The title of Rationalization 1D comes from literature, specifically George Bernard Shaw’s 1912 drama, “Pygmalian,” better known today for its musical adaptation,”My Fair Lady.” The moment when Shaw’s obnoxious and misanthropic antihero Henry Higgins defines his rationalization occurs in Act 5; Alan J. Lerner lifted it almost verbatim for his book of the musical. Arrogant speech expert Higgins, having been rebuked by Eliza, the flower girl whom he taught to speak like an upper-class British woman to win a bet, for his cruel and uncivil conduct toward her says in his defense,
HIGGINS. … If you come back I shall treat you just as I have always treated you. I can’t change my nature; and I don’t intend to change my manners. My manners are exactly the same as Colonel Pickering’s.
LIZA. That’s not true. He treats a flower girl as if she was a duchess.
HIGGINS. And I treat a duchess as if she was a flower girl.
LIZA. I see.
HIGGINS. Just so….The great secret, Eliza, is not having bad manners or good manners or any other particular sort of manners, but having the same manner for all human souls: in short, behaving as if you were in Heaven, where there are no third-class carriages, and one soul is as good as another.
I immediately thought of this exchange when Gov. Andrew Cuomo of New York, in his rambling denial of multiple sexual harassment and sexual assault allegations, proclaimed his innocence (His victims don’t understand him!) by arguing that as a red-blooded Italian he’s just wired to be physically demonstrative, and treats everyone the same way.
1D is in the large category of self-excusing rationalizations. It is a most convenient delusion to believe that victims of mistreatment shouldn’t take it personally because the abuser is equally abusive to all, but the logic, or lack of it, leads directly to the parent rationalization, the most commonly employed of them all, #1, “Everybody Does It.” The frequency and consistency of unethical conduct does not transform it into acceptably ethical behavior. Treating everyone the same can be a virtue, but not when it involves treating everyone equally badly. “I beat everyone, so it’s OK if I beat you”? “I steal from everyone, so nobody should think ill of me when I steal from them”? That reasoning doesn’t reveal “a great secret:” it’s either a calculated lie or stupidity.

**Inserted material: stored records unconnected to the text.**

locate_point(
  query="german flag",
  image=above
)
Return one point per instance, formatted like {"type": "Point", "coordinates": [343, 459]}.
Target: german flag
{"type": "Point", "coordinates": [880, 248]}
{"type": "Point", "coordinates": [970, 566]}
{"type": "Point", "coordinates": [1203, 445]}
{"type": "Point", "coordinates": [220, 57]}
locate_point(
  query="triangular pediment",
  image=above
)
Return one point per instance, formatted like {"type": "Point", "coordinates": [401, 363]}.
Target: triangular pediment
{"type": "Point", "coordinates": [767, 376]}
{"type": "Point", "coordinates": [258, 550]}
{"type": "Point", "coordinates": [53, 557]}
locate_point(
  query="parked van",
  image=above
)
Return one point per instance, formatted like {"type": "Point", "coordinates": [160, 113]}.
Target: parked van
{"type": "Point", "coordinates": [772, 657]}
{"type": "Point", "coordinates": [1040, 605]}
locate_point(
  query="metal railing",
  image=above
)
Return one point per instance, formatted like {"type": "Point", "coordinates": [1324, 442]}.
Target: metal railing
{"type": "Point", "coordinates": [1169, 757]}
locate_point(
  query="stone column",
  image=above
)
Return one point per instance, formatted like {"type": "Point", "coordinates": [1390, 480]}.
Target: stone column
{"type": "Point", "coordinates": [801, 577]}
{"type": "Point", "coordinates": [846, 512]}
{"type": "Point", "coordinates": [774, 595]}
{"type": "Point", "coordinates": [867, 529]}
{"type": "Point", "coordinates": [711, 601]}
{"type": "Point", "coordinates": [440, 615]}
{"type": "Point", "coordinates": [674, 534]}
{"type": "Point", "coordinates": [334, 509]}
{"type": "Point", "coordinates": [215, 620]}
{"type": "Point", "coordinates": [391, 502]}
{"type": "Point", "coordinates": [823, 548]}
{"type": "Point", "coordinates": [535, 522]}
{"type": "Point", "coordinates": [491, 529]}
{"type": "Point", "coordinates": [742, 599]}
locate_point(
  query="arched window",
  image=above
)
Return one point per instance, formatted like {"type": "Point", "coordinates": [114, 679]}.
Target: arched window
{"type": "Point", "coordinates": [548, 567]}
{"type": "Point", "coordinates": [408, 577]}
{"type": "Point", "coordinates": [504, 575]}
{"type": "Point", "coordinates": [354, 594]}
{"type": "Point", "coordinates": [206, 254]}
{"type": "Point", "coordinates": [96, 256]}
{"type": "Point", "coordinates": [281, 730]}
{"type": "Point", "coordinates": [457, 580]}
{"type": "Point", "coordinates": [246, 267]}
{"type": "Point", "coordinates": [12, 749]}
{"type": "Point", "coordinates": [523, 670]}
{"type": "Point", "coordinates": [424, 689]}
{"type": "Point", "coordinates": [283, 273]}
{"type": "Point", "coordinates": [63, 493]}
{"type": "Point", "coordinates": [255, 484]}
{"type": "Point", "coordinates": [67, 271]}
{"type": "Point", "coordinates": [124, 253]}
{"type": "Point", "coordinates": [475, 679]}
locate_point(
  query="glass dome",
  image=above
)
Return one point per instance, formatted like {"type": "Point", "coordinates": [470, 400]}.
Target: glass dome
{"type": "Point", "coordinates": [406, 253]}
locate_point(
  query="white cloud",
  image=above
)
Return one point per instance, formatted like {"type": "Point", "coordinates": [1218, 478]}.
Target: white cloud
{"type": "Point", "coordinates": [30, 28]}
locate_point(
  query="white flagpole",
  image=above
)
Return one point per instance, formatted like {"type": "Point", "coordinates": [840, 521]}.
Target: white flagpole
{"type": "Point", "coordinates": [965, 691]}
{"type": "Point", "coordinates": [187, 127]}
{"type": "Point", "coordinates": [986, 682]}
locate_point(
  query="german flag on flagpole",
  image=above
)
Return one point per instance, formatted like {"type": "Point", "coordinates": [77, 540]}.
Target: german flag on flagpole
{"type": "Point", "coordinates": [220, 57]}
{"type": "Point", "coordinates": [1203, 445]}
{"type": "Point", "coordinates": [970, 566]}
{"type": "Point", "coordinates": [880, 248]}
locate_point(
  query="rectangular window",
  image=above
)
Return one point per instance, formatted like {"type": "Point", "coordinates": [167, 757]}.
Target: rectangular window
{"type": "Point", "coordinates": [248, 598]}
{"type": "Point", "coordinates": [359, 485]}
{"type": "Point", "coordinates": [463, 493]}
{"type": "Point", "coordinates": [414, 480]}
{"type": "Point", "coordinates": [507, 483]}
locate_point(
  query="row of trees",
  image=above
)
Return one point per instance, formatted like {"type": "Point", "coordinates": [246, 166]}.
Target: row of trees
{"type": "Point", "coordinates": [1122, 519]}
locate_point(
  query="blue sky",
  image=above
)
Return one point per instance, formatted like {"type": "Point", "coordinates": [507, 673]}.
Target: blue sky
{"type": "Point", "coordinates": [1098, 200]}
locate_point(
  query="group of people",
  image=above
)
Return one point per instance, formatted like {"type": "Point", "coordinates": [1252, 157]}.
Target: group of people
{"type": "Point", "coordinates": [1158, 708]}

The only issue in adding Higgins’ Misconception to the list was whether another rationalization covered it. There are seven besides “Everybody does it” that are closely related:
- 3A The Road To Hell, or “I meant well” (“I didn’t mean any harm!”)
- 14. Self-validating Virtue
- 38. The Miscreant’s Mulligan or “Give him/her/them/me a break!
- 41 A. Popeye’s Excuse, or “I am what I am.”
- 50A. Narcissist Ethics , or “I don’t care”
- 58. The Golden Rule Mutation, or “I’m all right with it!,” especially the listed mutation, “Do unto me as you would want to have done unto you if you were as devoid of civilized values as I am, and
- 61. The Paranoid’s Blindness, or “It’s not me, it’s you.”
In the end, I decided that the intellectually dishonest excuse attempted by both the fictional Higgins and the unfortunately real life Cuomo warrants an entry of its own.